Question

HTSlib threads when ingesting large bgzipped FASTA

0

Entering edit mode

17 months ago

Oleksii • 0

Is it possible to use HTSlib thread pool when loading large (genomic) FASTA sequences?

Here's a sample code:

#include <htslib/hts.h>
#include <htslib/sam.h>
#include <htslib/faidx.h>
#include <htslib/bgzf.h>
#include <htslib/thread_pool.h>

char fn[] = "/path/to/bgzipped.fasta.fa.gz";
int nthreads = 4;

faidx_t *faidx = fai_load(fn);

hts_tpool *tpool = hts_tpool_init(nthreads);
bgzf_thread_pool(faidx->bgzf, tpool, 0);

int fetched = 0;

for (int i=0; i<faidx_nseq(faidx); i++) {
  const char *name = faidx_iseq(faidx, i);
  int64_t length = faidx_seq_len(faidx, name);

  char *sequence = faidx_fetch_seq(faidx, name, 0, length-1, &fetched);

  // Do something

  free(sequence);
}

fai_destroy(faidx);
hts_tpool_destroy(tpool);

It won't compile because faidx_t is opaque and compiler doesn't know that this structure has bgzf field.

Does anyone know how to do it correctly?

Update on 13.07.2023:

It is now possible using

fai_thread_pool(faidx, tpool, 0);

htslib samtools bgzip c • 962 views

ADD COMMENT • link 16 months ago by Oleksii • 0

1

Entering edit mode

My first thought is how much of the CPU time is in Deflate and how much is in parsing the data? The thread pool will aid decompression only.
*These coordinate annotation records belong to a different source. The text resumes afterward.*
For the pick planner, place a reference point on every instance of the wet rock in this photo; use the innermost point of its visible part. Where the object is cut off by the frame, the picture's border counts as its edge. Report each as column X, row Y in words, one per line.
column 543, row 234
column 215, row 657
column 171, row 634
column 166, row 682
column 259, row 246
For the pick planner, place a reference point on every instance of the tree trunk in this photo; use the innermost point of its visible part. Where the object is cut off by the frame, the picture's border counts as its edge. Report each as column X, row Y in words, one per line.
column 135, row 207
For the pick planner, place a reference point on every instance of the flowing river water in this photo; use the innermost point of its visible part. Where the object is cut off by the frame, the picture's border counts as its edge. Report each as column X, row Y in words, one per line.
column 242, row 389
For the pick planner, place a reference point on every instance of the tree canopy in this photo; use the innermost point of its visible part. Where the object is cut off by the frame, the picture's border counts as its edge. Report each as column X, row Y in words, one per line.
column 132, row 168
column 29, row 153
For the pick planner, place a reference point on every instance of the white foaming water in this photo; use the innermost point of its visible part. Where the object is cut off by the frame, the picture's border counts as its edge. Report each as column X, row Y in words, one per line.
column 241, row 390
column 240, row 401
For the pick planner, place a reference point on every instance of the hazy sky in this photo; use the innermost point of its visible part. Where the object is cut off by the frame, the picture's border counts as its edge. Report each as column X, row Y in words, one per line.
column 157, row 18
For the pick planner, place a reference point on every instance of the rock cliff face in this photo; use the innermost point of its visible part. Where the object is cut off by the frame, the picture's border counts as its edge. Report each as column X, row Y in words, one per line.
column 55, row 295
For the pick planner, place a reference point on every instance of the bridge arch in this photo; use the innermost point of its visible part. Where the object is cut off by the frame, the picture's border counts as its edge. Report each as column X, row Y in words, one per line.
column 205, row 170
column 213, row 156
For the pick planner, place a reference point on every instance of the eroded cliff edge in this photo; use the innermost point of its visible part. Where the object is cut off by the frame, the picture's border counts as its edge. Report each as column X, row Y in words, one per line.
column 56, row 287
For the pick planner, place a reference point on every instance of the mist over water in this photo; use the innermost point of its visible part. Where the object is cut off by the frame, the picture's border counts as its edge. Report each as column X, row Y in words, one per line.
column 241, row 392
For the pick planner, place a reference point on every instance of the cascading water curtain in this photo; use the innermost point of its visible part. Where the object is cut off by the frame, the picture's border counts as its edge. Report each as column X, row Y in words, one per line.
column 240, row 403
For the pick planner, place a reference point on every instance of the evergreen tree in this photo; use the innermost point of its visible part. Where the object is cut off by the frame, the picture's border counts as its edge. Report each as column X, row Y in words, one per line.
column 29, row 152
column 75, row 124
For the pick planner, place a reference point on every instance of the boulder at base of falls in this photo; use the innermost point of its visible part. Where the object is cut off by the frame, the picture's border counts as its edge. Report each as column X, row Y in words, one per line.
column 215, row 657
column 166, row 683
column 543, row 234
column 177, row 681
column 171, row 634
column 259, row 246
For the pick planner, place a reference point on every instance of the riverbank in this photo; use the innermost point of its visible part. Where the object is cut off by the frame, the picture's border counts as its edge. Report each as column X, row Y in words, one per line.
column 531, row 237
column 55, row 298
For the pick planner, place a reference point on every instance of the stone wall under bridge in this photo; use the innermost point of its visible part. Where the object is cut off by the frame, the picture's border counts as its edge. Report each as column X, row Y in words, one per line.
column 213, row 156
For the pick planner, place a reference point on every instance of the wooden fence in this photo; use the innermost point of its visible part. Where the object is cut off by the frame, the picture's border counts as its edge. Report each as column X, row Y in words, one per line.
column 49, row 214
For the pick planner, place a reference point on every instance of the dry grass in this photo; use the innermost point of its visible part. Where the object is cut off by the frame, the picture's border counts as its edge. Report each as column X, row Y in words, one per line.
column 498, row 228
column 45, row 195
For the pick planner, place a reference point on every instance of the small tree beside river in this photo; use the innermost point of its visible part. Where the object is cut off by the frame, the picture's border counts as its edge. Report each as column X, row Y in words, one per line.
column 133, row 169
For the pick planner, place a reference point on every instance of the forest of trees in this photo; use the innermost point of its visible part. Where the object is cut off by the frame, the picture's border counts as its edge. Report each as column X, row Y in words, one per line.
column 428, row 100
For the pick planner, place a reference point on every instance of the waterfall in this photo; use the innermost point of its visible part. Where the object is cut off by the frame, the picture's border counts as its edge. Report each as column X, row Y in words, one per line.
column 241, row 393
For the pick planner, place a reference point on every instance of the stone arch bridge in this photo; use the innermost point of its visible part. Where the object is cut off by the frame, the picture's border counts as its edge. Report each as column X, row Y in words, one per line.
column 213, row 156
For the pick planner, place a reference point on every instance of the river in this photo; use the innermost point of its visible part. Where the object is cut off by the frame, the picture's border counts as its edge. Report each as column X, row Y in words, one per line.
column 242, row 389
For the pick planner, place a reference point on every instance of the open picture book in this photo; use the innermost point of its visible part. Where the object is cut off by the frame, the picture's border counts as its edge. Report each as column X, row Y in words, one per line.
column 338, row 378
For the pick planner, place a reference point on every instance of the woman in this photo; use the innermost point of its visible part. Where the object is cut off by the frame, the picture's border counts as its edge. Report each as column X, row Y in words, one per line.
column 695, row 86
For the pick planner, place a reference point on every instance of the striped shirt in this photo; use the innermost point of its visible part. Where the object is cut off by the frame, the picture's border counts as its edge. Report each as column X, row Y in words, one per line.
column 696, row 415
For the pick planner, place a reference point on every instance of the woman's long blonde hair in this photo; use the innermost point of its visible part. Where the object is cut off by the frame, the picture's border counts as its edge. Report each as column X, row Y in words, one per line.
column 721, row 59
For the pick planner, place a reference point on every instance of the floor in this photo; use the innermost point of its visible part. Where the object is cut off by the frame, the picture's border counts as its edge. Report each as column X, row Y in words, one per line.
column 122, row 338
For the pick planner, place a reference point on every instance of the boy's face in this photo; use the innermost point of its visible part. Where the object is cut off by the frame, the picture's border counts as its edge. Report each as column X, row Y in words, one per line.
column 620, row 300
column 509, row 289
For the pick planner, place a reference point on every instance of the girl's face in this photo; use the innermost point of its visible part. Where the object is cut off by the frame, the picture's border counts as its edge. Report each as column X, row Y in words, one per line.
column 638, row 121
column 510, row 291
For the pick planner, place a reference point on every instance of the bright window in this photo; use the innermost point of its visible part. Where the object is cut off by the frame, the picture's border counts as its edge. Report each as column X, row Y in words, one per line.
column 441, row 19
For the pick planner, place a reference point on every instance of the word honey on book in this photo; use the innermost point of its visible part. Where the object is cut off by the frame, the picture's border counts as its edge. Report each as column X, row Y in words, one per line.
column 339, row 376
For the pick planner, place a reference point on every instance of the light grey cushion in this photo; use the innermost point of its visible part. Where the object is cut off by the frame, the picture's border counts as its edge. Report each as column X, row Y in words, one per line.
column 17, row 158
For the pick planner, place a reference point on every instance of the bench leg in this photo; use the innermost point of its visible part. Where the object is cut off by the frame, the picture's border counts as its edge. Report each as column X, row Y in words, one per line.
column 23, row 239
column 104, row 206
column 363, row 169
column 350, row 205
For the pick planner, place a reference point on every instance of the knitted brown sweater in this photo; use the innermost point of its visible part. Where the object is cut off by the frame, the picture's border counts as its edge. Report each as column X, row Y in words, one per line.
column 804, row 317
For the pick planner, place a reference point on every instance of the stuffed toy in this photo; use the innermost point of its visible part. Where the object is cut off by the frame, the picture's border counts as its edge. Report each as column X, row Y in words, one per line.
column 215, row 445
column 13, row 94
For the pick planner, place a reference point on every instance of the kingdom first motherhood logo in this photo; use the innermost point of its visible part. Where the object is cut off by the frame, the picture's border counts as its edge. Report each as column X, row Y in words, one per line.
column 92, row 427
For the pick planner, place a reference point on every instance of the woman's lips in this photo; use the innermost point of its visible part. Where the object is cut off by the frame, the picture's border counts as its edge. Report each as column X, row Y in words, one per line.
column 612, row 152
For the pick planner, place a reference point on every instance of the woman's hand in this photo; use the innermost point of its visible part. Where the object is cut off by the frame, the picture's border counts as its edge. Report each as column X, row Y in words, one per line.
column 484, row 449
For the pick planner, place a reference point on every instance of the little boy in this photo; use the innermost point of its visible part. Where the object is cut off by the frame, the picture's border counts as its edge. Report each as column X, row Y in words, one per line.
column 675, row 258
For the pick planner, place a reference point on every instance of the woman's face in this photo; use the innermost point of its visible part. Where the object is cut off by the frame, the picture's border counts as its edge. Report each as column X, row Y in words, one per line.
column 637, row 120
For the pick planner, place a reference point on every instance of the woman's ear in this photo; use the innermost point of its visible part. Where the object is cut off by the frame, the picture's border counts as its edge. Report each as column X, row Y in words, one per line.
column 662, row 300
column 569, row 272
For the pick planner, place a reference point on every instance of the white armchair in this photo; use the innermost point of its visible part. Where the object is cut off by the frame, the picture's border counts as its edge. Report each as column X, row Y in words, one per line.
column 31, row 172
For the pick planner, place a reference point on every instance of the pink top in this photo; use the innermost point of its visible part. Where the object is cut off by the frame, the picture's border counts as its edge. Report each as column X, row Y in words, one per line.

A perf record on fetching chr2 from a bgzf compressed human ref showed:

  36.22%  samtools  samtools             [.] fai_retrieve.isra.4
  25.93%  samtools  libdeflate.so.0      [.] deflate_decompress_default
  15.09%  samtools  samtools             [.] bgzf_getc
   4.38%  samtools  [kernel]             [k] 0xffffffff87a00a47
   3.88%  samtools  libc-2.27.so         [.] __ctype_b_loc
   3.75%  samtools  libdeflate.so.0      [.] crc32_x86_pclmul_avx
   3.19%  samtools  samtools             [.] __ctype_b_loc@plt
   2.26%  samtools  [kernel]             [k] 0xffffffff87a00190
   1.73%  samtools  libc-2.27.so         [.] fwrite
   0.94%  samtools  libc-2.27.so         [.] __memmove_sse2_unaligned_erms

So if you could parallelise the decompression step away to nothing it'd still be under 30% quicker. I haven't checked out your change in anger though. Maybe I'm misremembering this and there is parallel parsing as well. (I think not, but... maybe)

In answer to your question though, not that I'm aware of. There isn't a trivial way of controlling the bgzf component of the faidx struct. Although I note that bgzf is the first component, so you could (ghastly!) do bgzf_thread_pool(*(bgzf **)faidx, tpool, 0);.

Obviously that totally breaks the opaque type and isn't not my recommended solution! However it should permit you to compile and test the performance change. If it's significant, then please raise an issue on the htslib github site so we can look into a formal API, in a similar vein to the fai_set_cache_size function.

ADD REPLY • link 17 months ago by jkbonfield ★ 1.3k

0

Entering edit mode

Thanks very much! (and sorry if I caused an anger)

Only computer at hand is ARM64 Mac (fast SSD, fast memory) and complete ingestion and processing of hg38 (889MB, bgzipped) takes as follows:

no additional threads - 21.14s
1 additional thread - 15.39s
2 additional threads - 15.38s

Reading only takes 14.48s for no threads or 8.67s for a single additional thread.

For me, 30% of speedup is great anyway. I can check 5yo Linux PC tomorrow.

Update from i7-7700, 64GB, Ubuntu 20.04. Reading and processing:

no additional threads - 36.62s (reading only - 24.56s)
1 additional thread - 28.57s (reading only - 15.80s)
2 additional threads - 28.42s

Do you think it may qualify for an API change?

ADD REPLY • link 17 months ago by Oleksii • 0

0

Entering edit mode

It won't compile because faidx_t is opaque and compiler doesn't know that this structure has bgzf field

uh ? how is related to your problem ? why cannot it compile ?

ADD REPLY • link 17 months ago by Pierre Lindenbaum 164k

0

Entering edit mode

Compiler throws an error at faidx->bgzf, because internal structure of faidx is not exported. Question is how to bind thread pool to fasta filehandle otherwise.